On apporta le berceau royal. Parmi
tous les linges qui l’entouraient, le roi était à peine visible. Il avait un
nez minuscule, des paupières épaisses et closes, et somnolait, chétif, dans une
immobilité molle. On devait s’approcher de très près pour s’assurer qu’il
respirait. De temps en temps une infime grimace, une contraction douloureuse,
donnait quelque relief à ses traits.

Devant ce petit être dont le père
était mort, dont la mère allait peut-être mourir, et qui donnait si peu de
marques de vie, Marie de Cressay fut saisie d’une intense pitié :
« Je le sauverai ; je le ferai grand et fort » pensa-t-elle.

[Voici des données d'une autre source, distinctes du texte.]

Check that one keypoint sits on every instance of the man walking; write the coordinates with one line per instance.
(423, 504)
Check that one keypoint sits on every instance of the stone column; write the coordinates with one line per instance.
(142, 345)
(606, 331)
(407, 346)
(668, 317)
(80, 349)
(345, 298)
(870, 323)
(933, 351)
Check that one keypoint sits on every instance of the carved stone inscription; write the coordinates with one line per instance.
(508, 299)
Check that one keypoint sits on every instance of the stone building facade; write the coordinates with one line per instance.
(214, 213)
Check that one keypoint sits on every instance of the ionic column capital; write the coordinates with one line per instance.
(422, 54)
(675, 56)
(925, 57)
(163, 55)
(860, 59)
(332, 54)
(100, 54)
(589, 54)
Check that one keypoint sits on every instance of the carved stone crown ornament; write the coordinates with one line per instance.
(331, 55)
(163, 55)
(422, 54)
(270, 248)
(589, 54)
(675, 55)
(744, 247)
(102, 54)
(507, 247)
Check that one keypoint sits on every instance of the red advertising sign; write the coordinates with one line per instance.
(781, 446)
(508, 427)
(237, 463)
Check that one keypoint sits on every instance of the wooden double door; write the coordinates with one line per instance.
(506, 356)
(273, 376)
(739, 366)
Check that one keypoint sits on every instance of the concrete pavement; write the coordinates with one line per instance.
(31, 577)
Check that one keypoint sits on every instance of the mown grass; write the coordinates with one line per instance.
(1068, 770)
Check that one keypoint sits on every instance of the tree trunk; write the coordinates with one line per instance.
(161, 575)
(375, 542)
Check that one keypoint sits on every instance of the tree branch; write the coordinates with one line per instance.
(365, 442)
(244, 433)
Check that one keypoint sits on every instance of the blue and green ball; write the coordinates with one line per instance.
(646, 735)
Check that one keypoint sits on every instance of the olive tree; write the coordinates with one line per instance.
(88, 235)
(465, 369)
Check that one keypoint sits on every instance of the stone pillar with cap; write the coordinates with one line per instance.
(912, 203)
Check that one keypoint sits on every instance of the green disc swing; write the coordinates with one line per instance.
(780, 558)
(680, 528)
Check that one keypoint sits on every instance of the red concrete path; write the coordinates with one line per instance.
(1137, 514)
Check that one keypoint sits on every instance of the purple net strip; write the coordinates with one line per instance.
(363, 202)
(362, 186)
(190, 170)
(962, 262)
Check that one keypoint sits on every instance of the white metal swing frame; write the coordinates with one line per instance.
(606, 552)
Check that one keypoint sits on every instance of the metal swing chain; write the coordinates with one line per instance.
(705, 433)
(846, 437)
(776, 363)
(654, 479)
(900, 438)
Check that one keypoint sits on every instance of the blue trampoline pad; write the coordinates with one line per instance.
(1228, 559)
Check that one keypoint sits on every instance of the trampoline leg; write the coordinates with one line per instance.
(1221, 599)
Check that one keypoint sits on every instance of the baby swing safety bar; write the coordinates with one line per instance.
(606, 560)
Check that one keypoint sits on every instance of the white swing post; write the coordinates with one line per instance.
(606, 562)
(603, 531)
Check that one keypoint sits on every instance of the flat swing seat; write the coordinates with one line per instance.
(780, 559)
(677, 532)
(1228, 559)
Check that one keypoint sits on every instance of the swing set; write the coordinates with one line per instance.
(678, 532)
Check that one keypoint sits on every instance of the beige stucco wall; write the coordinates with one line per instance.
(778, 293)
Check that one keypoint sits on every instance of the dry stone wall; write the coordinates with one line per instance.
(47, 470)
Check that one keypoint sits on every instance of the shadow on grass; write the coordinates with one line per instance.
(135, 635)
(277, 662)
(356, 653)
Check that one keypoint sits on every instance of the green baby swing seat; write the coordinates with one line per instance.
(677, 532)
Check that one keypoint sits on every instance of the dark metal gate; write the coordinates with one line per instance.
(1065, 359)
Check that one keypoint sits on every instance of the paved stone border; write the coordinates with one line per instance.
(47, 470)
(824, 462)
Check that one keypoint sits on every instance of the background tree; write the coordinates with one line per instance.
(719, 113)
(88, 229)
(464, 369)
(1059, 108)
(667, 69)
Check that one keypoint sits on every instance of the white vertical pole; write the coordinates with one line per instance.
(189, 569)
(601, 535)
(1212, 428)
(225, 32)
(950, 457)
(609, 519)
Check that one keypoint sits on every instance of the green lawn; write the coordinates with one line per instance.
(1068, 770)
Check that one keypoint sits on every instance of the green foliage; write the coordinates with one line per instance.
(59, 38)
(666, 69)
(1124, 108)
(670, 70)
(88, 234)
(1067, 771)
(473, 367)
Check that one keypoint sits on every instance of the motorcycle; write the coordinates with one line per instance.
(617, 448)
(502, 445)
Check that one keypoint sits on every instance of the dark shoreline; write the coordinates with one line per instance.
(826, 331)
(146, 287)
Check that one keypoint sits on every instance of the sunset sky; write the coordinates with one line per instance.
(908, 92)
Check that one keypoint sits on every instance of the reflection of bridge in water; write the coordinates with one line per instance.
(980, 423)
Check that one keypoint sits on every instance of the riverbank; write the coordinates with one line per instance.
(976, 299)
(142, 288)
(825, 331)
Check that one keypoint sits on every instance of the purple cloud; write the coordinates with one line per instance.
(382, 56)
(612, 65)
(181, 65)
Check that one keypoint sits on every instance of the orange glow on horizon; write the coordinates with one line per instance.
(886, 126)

Comme il n’y avait qu’un seul
berceau, elle coucha son propre enfant à côté du roi.

 

II
« LAISSONS FAIRE DIEU »

Depuis vingt-quatre heures, la
comtesse Mahaut ne décolérait pas.

Devant Béatrice d’Hirson qui
l’aidait à se vêtir pour le baptême du roi, elle laissa exploser sa rage et son
dépit.

— On aurait pu croire, dolente
comme l’était Clémence, qu’elle ne viendrait pas au terme de ses couches ?
On en voit de plus fortes qui avortent en chemin. Non ! Elle a tenu ses
neuf mois. Elle pouvait nous donner un enfant mort-né ? Nenni ! Son
rejeton vit. Au moins ce pouvait être une fille ? Point ! Il a fallu
que ce soit un garçon. Valait-il la peine, ma pauvre Béatrice, d’avoir tant
fait et couru si gros périls, qui ne sont point encore écartés, pour être
jouées par le sort de pareille façon !

Car Mahaut, maintenant, était
profondément convaincue de n’avoir assassiné le Hutin que pour donner à son
gendre la couronne de France. Elle regrettait presque de n’avoir pas tué la
femme en même temps que le mari, et toute sa haine se tournait à présent contre
le nouveau-né qu’elle n’avait pas encore vu, contre le bébé auquel elle allait
dans un moment servir de marraine et dont l’existence à peine éclose mettait un
frein à ses ambitions.

Cette femme, puissante entre les
puissants, richissime, despotique, avait une véritable nature de criminelle. Le
meurtre était son moyen de prédilection pour infléchir le destin à son
profit ; elle aimait en caresser le projet, en respirer le souvenir ;
elle y puisait l’excitation des affres, les délectations de la ruse, la joie
des triomphes secrets. Si un premier assassinat n’avait pas eu tout le résultat
escompté, elle commençait d’accuser le sort d’injustice, se prenait elle-même
en pitié, et se mettait tout naturellement à chercher la nouvelle tête qui lui
faisait obstacle et qu’elle pourrait abattre.